La direttiva Iva esclude la possibilità di applicare un’aliquota ridotta ai «servizi forniti per via elettronica» poichè la fornitura di eBook costituisce un servizio di questo tipo. La fornitura di libri elettronici costituisce una cessione di beni e non un servizio, solo il supporto fisico che consente la lettura dei libri digitali, come un eBook Reader, può essere qualificato come bene materiale ma quest’ultimo supporto non è presente nella fornitura degli eBook.

I Ministri della Cultura Dario Franceschini e i colleghi Fleur Pellerin per la Francia, Monika Grutters per la Germania e Małgorzata Omilanowska per la Polonia, hanno indirizzato alla Commissione Europea una lettera congiunta affinchè l’Unione Europea si impegni a superare « l’ingiustificata discriminazione fiscale» tra i libri cartacei e quelli in formato elettronico, pertanto chiedono di «proporre senza indugio un’evoluzione nella legislazione europea, per consentire aliquote Iva ridotte per tutti i libri, siano essi a stampa o digitali.

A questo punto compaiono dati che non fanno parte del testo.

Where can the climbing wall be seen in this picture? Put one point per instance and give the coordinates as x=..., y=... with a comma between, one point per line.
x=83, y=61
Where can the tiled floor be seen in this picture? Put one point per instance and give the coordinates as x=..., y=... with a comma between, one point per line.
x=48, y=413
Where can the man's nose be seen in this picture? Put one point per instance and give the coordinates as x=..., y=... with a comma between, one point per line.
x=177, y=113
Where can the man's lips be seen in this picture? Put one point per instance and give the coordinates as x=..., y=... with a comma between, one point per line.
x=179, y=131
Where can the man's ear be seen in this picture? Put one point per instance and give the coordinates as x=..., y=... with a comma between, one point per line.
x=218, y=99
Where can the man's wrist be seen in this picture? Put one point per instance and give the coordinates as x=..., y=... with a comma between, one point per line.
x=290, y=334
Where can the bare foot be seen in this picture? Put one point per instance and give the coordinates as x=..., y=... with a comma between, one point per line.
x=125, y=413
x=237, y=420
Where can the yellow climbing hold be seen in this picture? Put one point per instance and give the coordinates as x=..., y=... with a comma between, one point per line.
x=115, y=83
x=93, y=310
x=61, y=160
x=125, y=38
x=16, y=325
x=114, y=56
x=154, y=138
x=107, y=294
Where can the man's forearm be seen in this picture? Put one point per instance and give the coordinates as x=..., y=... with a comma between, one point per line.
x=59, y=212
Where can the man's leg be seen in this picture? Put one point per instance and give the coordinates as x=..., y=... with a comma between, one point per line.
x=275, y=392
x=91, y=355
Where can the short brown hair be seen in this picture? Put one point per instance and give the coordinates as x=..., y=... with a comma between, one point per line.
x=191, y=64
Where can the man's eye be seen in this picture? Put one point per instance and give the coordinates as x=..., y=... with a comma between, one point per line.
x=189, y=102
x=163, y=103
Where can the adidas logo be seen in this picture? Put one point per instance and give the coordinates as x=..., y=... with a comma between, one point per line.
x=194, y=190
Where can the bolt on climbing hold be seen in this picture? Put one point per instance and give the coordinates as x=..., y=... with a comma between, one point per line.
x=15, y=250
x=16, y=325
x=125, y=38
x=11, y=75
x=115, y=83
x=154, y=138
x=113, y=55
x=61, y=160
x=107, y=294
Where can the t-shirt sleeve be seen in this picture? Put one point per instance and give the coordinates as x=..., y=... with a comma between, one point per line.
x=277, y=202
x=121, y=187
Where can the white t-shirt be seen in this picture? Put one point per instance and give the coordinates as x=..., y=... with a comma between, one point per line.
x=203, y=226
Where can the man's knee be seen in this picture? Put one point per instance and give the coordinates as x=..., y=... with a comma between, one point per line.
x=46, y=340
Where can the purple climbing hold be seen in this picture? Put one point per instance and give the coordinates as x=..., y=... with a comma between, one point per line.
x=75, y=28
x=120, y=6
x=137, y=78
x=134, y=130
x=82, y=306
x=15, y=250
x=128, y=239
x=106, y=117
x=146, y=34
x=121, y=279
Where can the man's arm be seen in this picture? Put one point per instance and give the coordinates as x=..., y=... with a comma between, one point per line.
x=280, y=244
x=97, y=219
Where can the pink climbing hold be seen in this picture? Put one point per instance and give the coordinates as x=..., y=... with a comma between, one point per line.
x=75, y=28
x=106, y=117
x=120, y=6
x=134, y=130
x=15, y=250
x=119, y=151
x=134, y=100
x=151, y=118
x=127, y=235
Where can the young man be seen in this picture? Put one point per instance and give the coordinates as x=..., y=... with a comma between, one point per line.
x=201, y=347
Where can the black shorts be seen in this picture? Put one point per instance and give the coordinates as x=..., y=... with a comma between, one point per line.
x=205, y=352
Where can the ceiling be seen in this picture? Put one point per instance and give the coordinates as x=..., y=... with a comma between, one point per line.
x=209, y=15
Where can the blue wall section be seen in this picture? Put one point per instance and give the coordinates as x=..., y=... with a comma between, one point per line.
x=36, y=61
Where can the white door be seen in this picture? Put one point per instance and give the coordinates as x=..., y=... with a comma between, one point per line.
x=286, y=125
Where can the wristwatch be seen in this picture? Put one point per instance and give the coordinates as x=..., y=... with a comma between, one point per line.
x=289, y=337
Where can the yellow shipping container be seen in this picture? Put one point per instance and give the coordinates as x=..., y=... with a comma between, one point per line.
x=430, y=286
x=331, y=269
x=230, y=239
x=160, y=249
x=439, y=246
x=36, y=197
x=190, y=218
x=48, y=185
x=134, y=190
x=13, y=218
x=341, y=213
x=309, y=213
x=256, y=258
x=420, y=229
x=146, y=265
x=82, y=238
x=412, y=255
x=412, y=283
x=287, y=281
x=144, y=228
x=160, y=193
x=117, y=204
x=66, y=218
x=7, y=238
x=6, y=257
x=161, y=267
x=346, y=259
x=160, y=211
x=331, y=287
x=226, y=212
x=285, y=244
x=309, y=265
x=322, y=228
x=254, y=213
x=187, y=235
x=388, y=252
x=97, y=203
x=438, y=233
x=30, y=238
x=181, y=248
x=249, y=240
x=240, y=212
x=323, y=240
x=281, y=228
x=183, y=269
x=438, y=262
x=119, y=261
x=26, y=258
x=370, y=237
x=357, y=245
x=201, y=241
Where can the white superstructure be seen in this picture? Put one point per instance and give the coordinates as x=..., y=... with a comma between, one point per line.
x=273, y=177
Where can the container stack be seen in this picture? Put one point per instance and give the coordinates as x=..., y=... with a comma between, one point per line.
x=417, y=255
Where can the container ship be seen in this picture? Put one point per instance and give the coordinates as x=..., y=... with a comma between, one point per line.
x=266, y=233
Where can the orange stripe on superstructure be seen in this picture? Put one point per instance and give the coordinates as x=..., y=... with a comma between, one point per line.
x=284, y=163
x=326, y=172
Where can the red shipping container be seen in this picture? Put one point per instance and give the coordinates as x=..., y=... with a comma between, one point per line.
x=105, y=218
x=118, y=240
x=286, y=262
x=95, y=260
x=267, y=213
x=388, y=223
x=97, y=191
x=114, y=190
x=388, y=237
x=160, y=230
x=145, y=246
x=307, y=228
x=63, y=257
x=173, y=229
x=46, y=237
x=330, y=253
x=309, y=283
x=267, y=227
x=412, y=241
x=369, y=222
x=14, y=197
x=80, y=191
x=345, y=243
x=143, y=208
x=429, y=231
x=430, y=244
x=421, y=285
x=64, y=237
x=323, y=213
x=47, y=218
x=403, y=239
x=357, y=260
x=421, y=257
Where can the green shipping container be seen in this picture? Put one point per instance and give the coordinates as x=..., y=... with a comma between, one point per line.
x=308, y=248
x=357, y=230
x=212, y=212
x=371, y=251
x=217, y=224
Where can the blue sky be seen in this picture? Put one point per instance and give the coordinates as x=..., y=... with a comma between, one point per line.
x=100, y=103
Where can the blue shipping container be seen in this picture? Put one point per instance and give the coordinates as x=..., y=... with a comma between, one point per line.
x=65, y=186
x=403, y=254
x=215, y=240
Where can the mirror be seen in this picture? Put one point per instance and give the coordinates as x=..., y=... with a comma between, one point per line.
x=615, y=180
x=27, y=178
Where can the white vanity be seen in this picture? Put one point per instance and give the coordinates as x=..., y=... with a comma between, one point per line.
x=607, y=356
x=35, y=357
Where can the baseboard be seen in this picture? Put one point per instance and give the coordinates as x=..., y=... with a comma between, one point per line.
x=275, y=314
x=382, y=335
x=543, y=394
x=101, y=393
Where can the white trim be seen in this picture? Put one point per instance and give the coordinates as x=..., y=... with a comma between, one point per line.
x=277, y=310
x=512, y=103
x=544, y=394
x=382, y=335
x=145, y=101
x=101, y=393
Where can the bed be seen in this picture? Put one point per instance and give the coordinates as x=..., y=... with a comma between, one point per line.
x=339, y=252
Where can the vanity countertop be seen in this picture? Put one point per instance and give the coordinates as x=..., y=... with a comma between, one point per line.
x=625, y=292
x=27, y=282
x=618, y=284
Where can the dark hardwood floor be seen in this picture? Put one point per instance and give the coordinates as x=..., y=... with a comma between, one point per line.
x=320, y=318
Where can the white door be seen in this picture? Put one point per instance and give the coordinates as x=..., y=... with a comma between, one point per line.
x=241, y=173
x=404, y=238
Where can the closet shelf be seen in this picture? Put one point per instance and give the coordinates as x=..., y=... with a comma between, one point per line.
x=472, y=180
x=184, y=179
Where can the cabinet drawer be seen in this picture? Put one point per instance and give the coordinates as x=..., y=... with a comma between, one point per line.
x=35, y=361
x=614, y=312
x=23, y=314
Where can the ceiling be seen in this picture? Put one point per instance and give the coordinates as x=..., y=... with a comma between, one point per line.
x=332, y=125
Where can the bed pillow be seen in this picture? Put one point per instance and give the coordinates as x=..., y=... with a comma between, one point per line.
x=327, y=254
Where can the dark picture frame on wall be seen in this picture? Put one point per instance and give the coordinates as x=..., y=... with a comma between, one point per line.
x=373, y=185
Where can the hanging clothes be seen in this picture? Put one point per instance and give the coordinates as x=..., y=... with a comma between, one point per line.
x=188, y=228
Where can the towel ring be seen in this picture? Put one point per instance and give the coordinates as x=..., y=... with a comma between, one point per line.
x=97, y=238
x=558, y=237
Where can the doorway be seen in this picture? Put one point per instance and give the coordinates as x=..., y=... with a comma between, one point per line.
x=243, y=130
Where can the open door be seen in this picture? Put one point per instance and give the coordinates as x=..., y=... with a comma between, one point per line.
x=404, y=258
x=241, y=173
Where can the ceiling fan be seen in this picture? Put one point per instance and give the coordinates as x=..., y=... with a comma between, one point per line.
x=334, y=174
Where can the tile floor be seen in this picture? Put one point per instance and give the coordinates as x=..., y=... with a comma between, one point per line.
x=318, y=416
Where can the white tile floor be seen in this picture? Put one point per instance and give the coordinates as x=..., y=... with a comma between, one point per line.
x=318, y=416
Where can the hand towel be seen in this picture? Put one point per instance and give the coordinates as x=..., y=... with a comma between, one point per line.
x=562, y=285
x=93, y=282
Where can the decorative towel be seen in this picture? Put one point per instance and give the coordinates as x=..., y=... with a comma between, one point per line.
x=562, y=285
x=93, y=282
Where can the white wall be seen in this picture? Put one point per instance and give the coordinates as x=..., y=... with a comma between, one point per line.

È il contenuto che definisce il libro, non il modo in cui il lettore ne ha accesso. Un libro è un libro, non importa in quale forma si presenti»

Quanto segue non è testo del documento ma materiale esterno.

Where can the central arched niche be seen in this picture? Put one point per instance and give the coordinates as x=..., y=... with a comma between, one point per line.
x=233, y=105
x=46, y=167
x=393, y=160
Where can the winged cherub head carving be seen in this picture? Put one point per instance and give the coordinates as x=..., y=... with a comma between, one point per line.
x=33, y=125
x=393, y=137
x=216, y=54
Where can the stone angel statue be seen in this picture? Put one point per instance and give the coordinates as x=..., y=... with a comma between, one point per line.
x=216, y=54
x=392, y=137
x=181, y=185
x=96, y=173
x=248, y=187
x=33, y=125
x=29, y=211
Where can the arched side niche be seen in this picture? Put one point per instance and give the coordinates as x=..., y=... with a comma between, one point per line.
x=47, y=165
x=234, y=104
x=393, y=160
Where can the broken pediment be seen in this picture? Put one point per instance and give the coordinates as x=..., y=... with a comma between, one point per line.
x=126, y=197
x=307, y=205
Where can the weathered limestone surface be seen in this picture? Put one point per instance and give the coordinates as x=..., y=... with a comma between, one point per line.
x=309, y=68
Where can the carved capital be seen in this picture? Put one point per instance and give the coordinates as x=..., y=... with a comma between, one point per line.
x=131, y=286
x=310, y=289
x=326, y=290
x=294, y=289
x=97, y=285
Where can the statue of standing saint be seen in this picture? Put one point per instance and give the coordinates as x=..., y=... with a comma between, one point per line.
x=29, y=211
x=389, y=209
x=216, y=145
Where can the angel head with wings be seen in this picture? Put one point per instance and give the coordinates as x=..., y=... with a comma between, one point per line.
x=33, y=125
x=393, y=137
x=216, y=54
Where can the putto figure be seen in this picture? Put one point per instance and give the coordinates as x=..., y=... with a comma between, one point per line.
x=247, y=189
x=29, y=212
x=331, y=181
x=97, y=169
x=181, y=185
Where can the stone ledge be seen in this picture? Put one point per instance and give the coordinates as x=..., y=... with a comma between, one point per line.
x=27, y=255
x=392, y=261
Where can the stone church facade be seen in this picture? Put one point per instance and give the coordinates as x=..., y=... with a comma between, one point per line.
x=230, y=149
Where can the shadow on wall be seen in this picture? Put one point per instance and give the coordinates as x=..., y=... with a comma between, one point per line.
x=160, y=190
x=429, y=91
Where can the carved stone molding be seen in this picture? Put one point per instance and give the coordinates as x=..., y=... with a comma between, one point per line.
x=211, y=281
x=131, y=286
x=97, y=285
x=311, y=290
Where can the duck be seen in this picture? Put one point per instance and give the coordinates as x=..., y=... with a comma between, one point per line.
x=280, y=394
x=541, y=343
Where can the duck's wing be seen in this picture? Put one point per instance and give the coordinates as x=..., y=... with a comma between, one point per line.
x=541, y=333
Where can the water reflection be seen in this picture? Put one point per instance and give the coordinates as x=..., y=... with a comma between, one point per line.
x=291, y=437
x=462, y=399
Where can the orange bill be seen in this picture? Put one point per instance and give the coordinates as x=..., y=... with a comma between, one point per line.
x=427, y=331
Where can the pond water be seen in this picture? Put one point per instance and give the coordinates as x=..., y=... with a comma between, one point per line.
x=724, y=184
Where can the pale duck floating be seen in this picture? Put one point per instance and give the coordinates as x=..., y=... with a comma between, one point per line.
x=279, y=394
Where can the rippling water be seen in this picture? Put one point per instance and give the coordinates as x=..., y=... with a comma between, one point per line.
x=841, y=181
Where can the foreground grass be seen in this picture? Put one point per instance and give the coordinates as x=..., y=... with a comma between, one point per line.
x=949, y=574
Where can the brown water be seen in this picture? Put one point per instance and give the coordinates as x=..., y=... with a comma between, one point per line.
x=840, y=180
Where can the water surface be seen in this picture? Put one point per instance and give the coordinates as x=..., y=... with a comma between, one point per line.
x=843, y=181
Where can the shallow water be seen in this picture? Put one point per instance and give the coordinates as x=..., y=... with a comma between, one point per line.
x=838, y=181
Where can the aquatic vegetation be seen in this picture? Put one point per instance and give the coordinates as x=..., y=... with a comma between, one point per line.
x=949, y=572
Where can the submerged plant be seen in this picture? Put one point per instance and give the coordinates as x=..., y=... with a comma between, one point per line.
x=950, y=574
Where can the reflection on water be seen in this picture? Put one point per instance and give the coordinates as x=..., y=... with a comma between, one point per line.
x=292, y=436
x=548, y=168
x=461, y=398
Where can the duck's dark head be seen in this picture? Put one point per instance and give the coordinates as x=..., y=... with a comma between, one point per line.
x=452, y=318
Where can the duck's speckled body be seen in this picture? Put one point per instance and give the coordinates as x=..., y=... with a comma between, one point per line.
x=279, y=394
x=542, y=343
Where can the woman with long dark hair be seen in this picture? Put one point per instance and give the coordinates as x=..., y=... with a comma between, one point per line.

«Siamo convinti della necessità di applicare lo stesso tasso ridotto di Iva ai libri digitali come a quelli stampati. Del resto, in un momento in cui la Commissione europea sta per svelare la strategia per un mercato unico digitale, l’Europa deve contare sulle risorse digitali per incoraggiare un più ampio accesso alla conoscenza, alla cultura e alla promozione della diversità culturale. Attraverso l’inclusione di questa evoluzione nella Strategia europea, da noi fortemente sostenuta e difesa», conclude la dichiarazione « si porrà fine alla discriminazione ingiustificata nei confronti degli ebook».